Monday, August 12, 2013

Brahmaputra and the temples of doom


The boat lurched dangerously. A sudden change in the water current slapped us around for a few minutes, and the river began rising rapidly, unexpectedly. There were no clouds in the sky, no signs of an impending storm, no radio reports of rains upcountry. In fact the weather forecast promised a clear and sunny day in the entire region when we began our journey upriver in the morning.

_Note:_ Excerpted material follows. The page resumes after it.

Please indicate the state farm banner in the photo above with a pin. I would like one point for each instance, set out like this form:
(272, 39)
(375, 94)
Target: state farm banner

“These days the Brahmaputra needs no rain, rhyme or reason to swell suddenly like this,” says Jadav Payeng, aka Mulai, a Mishing cowherd now famous as the Forestman of Assam. “As if the deadly floods caused by the monsoon downpour between June and September every year are not enough, since the last few years we have seen floods in the  Brahmaputra, with or without rains -- in summer, monsoon, winter. It is like someone is controlling the water flow but is not very good at it. I am certain the dam-building activity upstream is responsible, either dams in Arunachal Pradesh or Tibet, with Indian or Chinese  control. Whoever is responsible is blind. They don't know what they are doing to the thousands-of-years-old civilisation and still undiscovered biodiversity wealth downstream.”

He exchanges a quick, decisive glance with the other oarsmen and changes the course of the boat to drift back to the northern bank where we will wait on higher land till this bout of unseasonal flood passes. Jadav Payeng has lived on the river all his life; he criss-crosses it every day to go to his home island Aruna Sapori, where he single-handedly planted a 1,360-acre forest over 30 years, now named the Mulai Kathoni after him. He has observed the cycle of floods and erosion of the tempestuous Brahmaputra from close quarters. His forest, like so many others along the river, has been sustained by these seasonal, life-giving floods of the river and its many tributaries.